Embedded Linux-based Internet of Things (IoT) devices have become the target of a new botnet dubbed PumaBot.
Written in Go, the botnet is designed to conduct brute-force attacks against SSH instances to expand in size and scale and deliver additional malware to the infected hosts.
“Rather than scanning the internet, the malware retrieves a list of targets from a command-and-control (C2) server and attempts to brute force SSH credentials,” Darktrace said in an analysis shared with The Hacker News. “Upon gaining access, it receives remote commands and establishes persistence using system service files.”
The botnet malware is designed to obtain initial access via successfully brute-forcing SSH credentials across a list of harvested IP addresses with open SSH ports. The list of IP addresses to target is retrieved from an external server (“ssh.ddos-cc[.]org”).
As part of its brute-force attempts, the malware also performs various checks to determine if the system is suitable and is not a honeypot. Furthermore, it checks the presence of the string “Pumatronix,” a manufacturer of surveillance and traffic camera systems, indicating either an attempt to specifically single them out or exclude them.
The malware then proceeds to collect and exfiltrate basic system information to the C2 server, after which it sets up persistence and executes commands received from the server.
“The malware writes itself to /lib/redis, attempting to disguise itself as a legitimate Redis system file,” Darktrace said. “It then creates a persistent systemd service in /etc/systemd/system, named either redis.service or mysqI.service (note the spelling of mysql with a capital I) depending on what has been hardcoded into the malware.”
In doing so, it allows the malware to give the impression that it’s benign and also survive reboots. Two of the commands executed by the botnet are “xmrig” and “networkxm,” indicating that the compromised devices are being used to mine cryptocurrency in an illicit manner.
“I believe the end goal is to deploy a cryptominer, given the reference to XMRig, however since C2 was down at the time of analysis, it can’t be determined what commands were being sent or received,” Tara Gould, threat research lead at Darktrace, told The Hacker News. “It is possible another payload, or cryptominer was being sent from the C2.”
However, the commands are launched without specifying the full paths, an aspect that signals that the payloads are likely downloaded or unpacked elsewhere on the infected host. Darktrace said its analysis of the campaign uncovered other related binaries that are said to be deployed as part of a broader campaign –
- ddaemon, a Go-based backdoor which is retrieve the binary “networkxm” into “/usr/src/bao/networkxm” and execute the shell script “installx.sh”
- networkxm, an SSH brute-force tool that functions similar to the botnet’s initial stage by fetching a password list from a C2 server and attempts to connect via SSH across a list of target IP addresses
- installx.sh, which is used to retrieve another shell script “jc.sh” from “1.lusyn[.]xyz,” grant it read, write, and execute permissions for all access levels, run the script, and clear bash history
- jc.sh, which is configured to download a malicious “pam_unix.so” file from an external server and use it to replace the legitimate counterpart installed on the machine, as well as retrieve and run another binary named “1” from the same server
- pam_unix.so, which acts as a rootkit that steals credentials by intercepting successful logins and writing them to the file “/usr/bin/con.txt”
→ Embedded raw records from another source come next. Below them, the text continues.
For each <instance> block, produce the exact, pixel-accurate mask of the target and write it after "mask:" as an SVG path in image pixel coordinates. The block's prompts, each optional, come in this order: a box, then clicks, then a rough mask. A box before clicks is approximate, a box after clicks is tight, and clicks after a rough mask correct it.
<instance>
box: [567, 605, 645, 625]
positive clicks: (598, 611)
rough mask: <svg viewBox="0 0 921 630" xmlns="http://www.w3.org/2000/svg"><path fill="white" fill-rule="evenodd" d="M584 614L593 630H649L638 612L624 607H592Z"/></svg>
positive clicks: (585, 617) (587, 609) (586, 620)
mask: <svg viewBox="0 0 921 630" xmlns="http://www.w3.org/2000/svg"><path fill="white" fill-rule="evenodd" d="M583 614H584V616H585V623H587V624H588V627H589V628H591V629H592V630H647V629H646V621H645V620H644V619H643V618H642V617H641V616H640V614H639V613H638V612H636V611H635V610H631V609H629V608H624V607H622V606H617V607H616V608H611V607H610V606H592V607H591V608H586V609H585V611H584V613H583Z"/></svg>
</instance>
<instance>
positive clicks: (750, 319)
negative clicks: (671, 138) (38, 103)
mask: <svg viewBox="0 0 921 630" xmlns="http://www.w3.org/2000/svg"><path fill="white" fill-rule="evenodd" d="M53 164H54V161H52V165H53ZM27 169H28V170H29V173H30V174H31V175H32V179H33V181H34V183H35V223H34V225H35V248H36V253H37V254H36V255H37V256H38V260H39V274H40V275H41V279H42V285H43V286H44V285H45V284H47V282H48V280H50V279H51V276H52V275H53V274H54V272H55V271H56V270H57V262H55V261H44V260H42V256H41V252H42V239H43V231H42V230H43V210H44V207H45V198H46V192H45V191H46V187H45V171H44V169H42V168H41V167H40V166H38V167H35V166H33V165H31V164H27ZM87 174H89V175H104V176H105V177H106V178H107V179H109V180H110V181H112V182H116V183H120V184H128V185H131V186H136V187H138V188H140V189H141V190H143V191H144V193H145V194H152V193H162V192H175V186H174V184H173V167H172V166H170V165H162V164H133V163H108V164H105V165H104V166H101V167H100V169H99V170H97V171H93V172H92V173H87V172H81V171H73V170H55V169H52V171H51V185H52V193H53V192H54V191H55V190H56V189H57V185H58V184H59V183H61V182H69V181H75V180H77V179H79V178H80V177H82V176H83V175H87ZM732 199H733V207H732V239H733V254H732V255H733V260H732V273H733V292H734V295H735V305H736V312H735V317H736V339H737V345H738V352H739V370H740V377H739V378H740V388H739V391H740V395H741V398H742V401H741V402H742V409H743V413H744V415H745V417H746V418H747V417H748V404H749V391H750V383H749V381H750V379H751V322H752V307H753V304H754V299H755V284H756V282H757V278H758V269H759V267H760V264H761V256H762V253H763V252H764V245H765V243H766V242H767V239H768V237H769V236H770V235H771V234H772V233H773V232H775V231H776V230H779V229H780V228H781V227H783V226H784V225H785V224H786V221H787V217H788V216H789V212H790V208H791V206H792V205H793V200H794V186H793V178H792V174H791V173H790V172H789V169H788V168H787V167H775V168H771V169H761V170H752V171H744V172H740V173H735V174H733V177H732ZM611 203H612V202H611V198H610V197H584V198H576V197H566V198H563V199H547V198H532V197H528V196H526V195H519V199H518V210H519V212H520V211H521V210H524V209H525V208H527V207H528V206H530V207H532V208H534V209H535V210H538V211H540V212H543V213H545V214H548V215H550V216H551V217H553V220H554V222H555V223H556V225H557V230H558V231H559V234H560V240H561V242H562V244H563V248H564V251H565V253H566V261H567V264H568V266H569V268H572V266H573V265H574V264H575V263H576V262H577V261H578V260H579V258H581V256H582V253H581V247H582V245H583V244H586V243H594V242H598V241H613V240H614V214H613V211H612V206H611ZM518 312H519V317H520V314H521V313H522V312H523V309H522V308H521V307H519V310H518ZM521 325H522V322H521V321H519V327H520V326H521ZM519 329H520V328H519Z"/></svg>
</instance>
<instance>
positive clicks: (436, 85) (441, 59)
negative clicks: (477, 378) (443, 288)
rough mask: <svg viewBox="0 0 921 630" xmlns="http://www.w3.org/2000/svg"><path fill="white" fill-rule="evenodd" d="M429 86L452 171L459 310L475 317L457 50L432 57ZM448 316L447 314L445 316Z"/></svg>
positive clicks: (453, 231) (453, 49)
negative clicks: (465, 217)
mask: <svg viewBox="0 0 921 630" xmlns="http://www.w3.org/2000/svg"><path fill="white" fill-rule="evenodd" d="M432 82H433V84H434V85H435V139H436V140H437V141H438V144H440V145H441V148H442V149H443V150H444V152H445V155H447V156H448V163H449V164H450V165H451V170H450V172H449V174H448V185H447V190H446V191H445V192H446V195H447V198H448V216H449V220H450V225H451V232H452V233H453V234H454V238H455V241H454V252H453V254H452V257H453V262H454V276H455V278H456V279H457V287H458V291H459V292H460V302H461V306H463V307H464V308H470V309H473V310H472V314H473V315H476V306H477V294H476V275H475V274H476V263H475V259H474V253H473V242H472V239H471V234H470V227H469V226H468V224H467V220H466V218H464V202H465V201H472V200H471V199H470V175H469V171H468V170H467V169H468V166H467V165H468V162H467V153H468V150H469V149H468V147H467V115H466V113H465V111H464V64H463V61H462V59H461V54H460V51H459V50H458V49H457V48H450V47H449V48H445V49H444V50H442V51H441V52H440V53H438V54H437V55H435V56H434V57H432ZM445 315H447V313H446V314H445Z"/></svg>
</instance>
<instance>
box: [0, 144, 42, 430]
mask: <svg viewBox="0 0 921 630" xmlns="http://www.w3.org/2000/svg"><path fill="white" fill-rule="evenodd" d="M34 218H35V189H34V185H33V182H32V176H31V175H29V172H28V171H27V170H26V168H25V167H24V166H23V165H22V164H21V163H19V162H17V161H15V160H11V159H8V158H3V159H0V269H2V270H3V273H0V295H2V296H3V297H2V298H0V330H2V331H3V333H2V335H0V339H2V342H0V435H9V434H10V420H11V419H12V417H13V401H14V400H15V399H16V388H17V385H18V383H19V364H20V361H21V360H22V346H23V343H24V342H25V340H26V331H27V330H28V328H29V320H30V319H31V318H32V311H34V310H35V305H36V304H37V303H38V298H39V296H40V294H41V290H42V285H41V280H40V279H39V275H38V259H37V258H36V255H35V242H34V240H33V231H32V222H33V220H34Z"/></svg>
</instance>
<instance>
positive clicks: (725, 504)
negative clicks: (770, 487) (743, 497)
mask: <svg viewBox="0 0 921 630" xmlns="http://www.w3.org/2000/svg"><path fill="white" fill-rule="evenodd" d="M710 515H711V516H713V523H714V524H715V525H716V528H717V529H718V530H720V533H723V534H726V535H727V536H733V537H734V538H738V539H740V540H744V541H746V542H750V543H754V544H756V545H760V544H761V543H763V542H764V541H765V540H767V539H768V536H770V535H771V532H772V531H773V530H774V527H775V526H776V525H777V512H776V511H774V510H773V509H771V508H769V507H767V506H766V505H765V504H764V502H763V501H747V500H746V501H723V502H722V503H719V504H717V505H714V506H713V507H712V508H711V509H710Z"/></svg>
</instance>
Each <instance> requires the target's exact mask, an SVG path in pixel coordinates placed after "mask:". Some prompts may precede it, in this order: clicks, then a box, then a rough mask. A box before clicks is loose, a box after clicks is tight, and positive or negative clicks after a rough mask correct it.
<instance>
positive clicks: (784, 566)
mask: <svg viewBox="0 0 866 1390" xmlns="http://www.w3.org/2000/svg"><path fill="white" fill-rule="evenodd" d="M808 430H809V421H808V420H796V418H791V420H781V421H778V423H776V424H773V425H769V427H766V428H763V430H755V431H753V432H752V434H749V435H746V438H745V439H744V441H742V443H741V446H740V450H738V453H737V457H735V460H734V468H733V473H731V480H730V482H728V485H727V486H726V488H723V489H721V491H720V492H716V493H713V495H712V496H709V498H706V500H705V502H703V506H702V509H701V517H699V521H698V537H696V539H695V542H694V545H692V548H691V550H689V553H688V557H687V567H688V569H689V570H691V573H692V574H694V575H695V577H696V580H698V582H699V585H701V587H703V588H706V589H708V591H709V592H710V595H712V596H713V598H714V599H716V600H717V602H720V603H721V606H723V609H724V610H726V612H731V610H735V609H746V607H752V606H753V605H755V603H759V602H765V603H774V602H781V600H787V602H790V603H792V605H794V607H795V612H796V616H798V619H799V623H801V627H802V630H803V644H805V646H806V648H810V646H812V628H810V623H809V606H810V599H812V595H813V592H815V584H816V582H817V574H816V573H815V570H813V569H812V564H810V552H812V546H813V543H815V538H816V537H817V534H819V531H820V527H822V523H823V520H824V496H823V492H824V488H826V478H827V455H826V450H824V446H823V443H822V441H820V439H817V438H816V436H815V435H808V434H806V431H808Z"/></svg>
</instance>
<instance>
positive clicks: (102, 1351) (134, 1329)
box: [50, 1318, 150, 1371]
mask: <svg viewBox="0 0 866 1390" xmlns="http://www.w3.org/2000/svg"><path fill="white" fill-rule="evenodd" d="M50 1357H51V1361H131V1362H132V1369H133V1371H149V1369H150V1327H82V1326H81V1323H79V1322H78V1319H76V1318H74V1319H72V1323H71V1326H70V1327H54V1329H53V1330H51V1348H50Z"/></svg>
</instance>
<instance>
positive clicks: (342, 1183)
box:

- 1, which is used to monitor for the file “con.txt” being written or moved to “/usr/bin/” and then exfiltrate its contents to the same server
Given that the SSH brute-force capabilities of the botnet malware lends it worm-like capabilities, users are required to keep an eye out for anomalous SSH login activity, particularly failed login attempts, audit systemd services regularly, review authorized_keys files for the presence of unknown SSH keys, apply strict firewall rules to limit exposure, and filter HTTP requests with non-standard headers, such as X-API-KEY: jieruidashabi.
“The botnet represents a persistent Go-based SSH threat that leverages automation, credential brute-forcing, and native Linux tools to gain and maintain control over compromised systems,” Darktrace said.
“By mimicking legitimate binaries (e.g., Redis), abusing systemd for persistence, and embedding fingerprinting logic to avoid detection in honeypots or restricted environments, it demonstrates an intent to evade defenses.”